I valori
dell’Europa
nella ferita
afghana

Cos’è l’ Europa ? La risposta va cercata in Afghanistan. È qui dove i valori occidentali sono messi a dura prova. A vent’anni dall’invasione americana la coltivazione di oppio nel Paese asiatico è aumentata dal 200 al 300%. Con la vendita degli oppiacei i gruppi talebani hanno condotto la loro guerra e allargato il controllo del territorio. Da parte americana l’industria degli armamenti dal 2001 ad oggi ha visto salire il valore delle azioni del 690%. Chi avesse acquistato allora per un euro azioni di Martin Lockheed ora si vedrebbe arricchito di quasi 700 euro. I due estremi si toccano.

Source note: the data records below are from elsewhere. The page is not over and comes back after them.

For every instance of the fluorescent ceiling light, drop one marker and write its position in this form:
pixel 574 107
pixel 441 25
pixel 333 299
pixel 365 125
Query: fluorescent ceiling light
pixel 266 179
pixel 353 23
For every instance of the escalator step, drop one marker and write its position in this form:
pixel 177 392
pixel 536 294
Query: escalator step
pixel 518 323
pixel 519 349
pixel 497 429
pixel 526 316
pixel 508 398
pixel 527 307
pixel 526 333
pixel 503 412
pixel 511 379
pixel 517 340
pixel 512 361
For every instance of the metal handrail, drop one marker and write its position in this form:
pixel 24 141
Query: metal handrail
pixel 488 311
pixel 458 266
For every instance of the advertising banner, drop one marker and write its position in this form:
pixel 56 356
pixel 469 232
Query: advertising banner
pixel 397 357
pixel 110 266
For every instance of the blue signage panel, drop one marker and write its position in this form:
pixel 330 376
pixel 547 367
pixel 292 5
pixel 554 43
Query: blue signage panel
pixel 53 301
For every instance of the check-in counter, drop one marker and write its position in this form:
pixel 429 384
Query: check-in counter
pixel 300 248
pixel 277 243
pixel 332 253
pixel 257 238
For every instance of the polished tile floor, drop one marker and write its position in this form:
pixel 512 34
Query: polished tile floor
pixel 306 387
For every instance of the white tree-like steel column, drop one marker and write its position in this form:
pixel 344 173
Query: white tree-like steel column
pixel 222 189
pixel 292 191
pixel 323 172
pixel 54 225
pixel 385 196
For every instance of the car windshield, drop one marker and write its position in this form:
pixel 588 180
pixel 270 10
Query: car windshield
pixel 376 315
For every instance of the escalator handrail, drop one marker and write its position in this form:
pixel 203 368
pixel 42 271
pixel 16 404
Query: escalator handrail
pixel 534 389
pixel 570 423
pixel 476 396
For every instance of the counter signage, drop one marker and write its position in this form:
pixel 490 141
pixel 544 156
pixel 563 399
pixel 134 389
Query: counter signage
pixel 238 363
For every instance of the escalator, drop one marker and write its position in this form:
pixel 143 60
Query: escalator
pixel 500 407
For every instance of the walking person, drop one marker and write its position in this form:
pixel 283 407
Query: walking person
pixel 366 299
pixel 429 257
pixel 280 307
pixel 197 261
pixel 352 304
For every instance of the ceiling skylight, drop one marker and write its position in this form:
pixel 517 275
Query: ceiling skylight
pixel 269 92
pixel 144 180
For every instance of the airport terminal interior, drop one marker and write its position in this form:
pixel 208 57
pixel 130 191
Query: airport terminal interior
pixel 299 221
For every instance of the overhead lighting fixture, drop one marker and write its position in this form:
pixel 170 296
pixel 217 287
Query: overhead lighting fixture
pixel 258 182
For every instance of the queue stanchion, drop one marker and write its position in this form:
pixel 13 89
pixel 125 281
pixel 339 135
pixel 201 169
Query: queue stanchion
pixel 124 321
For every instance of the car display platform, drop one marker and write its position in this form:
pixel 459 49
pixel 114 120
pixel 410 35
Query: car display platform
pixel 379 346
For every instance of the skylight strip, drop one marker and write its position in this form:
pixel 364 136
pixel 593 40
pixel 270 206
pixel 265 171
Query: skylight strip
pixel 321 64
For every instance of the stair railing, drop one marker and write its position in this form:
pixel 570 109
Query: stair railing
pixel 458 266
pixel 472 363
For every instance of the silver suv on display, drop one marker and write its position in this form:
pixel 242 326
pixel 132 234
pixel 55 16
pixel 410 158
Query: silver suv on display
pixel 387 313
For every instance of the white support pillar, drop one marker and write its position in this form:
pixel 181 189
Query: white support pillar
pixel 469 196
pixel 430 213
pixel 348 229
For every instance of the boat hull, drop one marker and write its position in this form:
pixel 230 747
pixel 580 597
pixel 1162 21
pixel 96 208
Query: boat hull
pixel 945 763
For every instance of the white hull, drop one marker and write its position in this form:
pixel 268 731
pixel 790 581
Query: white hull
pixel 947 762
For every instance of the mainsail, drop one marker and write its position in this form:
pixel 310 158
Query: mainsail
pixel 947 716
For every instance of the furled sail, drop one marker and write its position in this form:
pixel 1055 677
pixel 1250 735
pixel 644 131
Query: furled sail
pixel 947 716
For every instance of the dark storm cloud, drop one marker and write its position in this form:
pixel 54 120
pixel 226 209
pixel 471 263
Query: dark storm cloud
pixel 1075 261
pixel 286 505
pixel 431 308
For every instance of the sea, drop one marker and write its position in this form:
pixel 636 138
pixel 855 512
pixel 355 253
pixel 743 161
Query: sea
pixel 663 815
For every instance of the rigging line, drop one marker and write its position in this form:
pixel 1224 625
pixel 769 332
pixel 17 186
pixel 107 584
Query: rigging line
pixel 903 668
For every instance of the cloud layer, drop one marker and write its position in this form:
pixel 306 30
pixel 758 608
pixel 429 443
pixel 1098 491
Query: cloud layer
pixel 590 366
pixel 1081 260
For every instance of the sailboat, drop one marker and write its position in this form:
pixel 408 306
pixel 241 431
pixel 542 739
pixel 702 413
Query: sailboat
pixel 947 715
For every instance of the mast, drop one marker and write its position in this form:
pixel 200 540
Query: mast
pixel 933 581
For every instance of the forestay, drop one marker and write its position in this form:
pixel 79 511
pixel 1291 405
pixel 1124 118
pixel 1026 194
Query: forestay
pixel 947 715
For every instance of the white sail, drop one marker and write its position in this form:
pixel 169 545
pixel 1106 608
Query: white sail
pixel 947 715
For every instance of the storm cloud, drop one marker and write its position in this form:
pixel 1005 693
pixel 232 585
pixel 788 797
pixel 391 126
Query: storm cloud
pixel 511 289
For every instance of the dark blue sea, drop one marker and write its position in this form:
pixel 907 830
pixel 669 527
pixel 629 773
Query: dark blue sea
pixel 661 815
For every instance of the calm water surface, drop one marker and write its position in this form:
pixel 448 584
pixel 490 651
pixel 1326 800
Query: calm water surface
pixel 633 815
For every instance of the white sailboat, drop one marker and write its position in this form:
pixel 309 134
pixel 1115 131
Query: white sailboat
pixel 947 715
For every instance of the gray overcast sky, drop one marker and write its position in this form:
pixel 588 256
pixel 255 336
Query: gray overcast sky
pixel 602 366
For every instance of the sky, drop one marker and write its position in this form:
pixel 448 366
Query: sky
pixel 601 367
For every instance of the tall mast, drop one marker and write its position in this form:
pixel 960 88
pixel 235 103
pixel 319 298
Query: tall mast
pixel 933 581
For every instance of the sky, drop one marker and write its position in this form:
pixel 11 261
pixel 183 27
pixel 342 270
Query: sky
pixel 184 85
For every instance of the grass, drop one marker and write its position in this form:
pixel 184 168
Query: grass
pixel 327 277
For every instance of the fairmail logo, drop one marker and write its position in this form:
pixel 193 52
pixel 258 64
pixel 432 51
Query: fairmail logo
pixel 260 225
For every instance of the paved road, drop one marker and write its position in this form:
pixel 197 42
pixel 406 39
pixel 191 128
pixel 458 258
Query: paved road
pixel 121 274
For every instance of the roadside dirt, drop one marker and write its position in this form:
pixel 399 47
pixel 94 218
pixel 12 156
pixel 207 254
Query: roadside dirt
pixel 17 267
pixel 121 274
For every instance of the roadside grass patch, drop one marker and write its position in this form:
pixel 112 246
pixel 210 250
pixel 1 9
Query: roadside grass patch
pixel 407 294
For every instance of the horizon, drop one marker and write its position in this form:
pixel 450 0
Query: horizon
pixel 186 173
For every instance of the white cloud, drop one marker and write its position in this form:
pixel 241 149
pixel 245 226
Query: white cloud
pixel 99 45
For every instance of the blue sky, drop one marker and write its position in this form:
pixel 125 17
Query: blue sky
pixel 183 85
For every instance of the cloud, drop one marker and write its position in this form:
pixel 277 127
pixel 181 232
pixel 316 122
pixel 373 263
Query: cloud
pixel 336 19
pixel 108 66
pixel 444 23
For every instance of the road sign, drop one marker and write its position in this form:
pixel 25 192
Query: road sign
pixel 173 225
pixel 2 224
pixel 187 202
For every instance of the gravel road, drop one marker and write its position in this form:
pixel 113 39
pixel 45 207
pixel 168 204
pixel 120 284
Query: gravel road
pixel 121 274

L’Occidente ha come fondamento il progresso che emancipa l’uomo dall’indigenza, ma poi conduce una guerra che arricchisce i boss della droga e i produttori e commercianti di armi. Entrambi venditori di morte. Una contraddizione. Agli americani bastava eliminare Bin Laden, come ammesso anche dall’ufficiale che prese parte all’operazione. Ma si è voluto continuare. Sono errori e anche peccati ma non sono esclusiva dell’America. In Cina ancora non è dato sapere cosa sia accaduto nei laboratori di Wuhan prima dell’esplosione della pandemia da Covid 19. In Russia i servizi segreti fanno il bello e cattivo tempo ed avvelenano oppositori politici anche all’estero. La differenza sta nel fatto che in Occidente la libertà di stampa permette di venire a sapere ciò che altrove è taciuto e nascosto.

Sono questi i valori dell’Occidente dei quali l’Europa prende il testimone. Il diritto della persona umana ad avere dignità è la conquista che va difesa. Le modalità della presenza americana in Afghanistan hanno portato a credere che i diritti individuali debbano viaggiare sui cingoli dei carri armati e sulle ali dei jet supersonici. Un grande equivoco che ha allontanato la popolazione afghana dal modello di vita occidentale. Nel mondo agricolo afghano al centro non vi è l’intangibilità dei diritti della persona ma la preservazione delle tradizioni fondate sulle etnie e sulle tribù. Qui è il sangue il valore che genera le gerarchie del vivere. Vuol dire che i presidi dell’eguaglianza si piegano a quelli della gerarchia tribale dove il sangue e la forza diventano espressione di identità culturale. Per l’Occidente è il ritorno al Medio Evo, per il mondo talebano l’affermazione della sacralità della vita eternata dai precetti di Maometto. Sono due mondi che non si parlano e segnano per la prima volta la sconfitta dell’esportabilità del modello di vita americano.

È in questa frattura storica che si inserisce l’intervento europeo. Se ne fa promotore il governo italiano con la presidenza di turno del G20. Sottrarsi al ricatto di chi con l’accusa di imperialismo intende annullare tutti i valori di convivenza civile è la missione. Una dimensione da condividere con i grandi della terra da Russia a Cina e India. Non stupisce che l’alleato americano sia riluttante. Arrivare a condividere con altri Stati concorrenti i destini dell’Afghanistan è un’umiliazione che una grande potenza egemone vorrebbe evitare. E tuttavia la tattica avvolgente del presidente del Consiglio italiano fa dell’Europa l’unico attore sulla scena in grado di dare continuità ai valori della cultura occidentale. E lo farà anche per conto della superpotenza alleata. Non è un mistero che questa guerra di logoramento sia stata condotta per venti lunghi anni nel segno utopico di esportare la democrazia con le armi. L’intervento in Iraq del 2003 è lì ancora a testimoniarlo. Bagdad rimane una polveriera dove il terrorismo la fa ancora da protagonista. Il cambio di passo richiesto da Draghi sta proprio qui. L’Europa può testimoniare i propri valori senza secondi fini e solo così ottenere il rispetto delle culture altrui.